Rather than a Zener, I suggest you use 2 red LEDs in series (anode to base) Connect a 270 Ohm resistor to the logic output and a 10k resistor between base and emitter.
Audio, You are missing the point. When the input is at 2.7 V, the voltage across the Zener (or LED) will be 5 - 2.7 = 2.3V.
Thus a 3.3 V Zener would have only a small current through it. As I said in the previous post, low voltage zeners do not have a sharp "knee" so that I why I prefer the LED solution.
I suggest you do a switcherCAD simulation (as I did). With 2 red LEDs or a single blue one, the collector current is <1uA when the input is at 2.7V.
I would vote for the "non-inverting" circuit suggested by Ron as it can provide the near 0-5V drive signal to the P-ch MOSFET, resulting in the least Rds upon turn ON.
I would vote for the "non-inverting" circuit suggested by Ron as it can provide the near 0-5V drive signal to the P-ch MOSFET, resulting in the least Rds upon turn ON.
Yes, I agree provided that mitchjs is happy with a non inverting solution.
However, he specified that he wants the circuit respond to <1V, so Ron's circuit needs a diode or red LED in series with the base in order to ensure this.
And, as I told Ron in a PM, his other solution needs a diode in series with the base as Q1 will not be fully off at the specified 2.7V.
What I said is that low voltage Zeners don't have a sharp "knee" and I can't find a decent data sheet for a either a 2.7V or a 3.3V Zener so I can't calculate whether a Zener is adequate.
Also, my SwitcherCAD simulation software does not have a model for either of these Zener values, so I can't check it by simulation.
You also need to consider thermal effects.
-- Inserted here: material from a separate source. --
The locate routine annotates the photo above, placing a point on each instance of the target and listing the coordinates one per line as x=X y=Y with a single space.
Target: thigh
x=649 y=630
If the transisor is partially on at a temperature of say 20C, then it will be even worse at 30C since Vbe decreases with increasing temp.
However, I do have SwCAD models for both a red LED and a blue one. Both of these (ie. 2 red or 1 blue) give satisfactory operation.
That noninverting circuit I posted will work, after a fashion, if you adjust some of the resistor values. The problem is, it doesn't account for the resistance of the logic stage driving the input. It would be better to just use two inverters, as below. There are probably other solutions which are as good or better.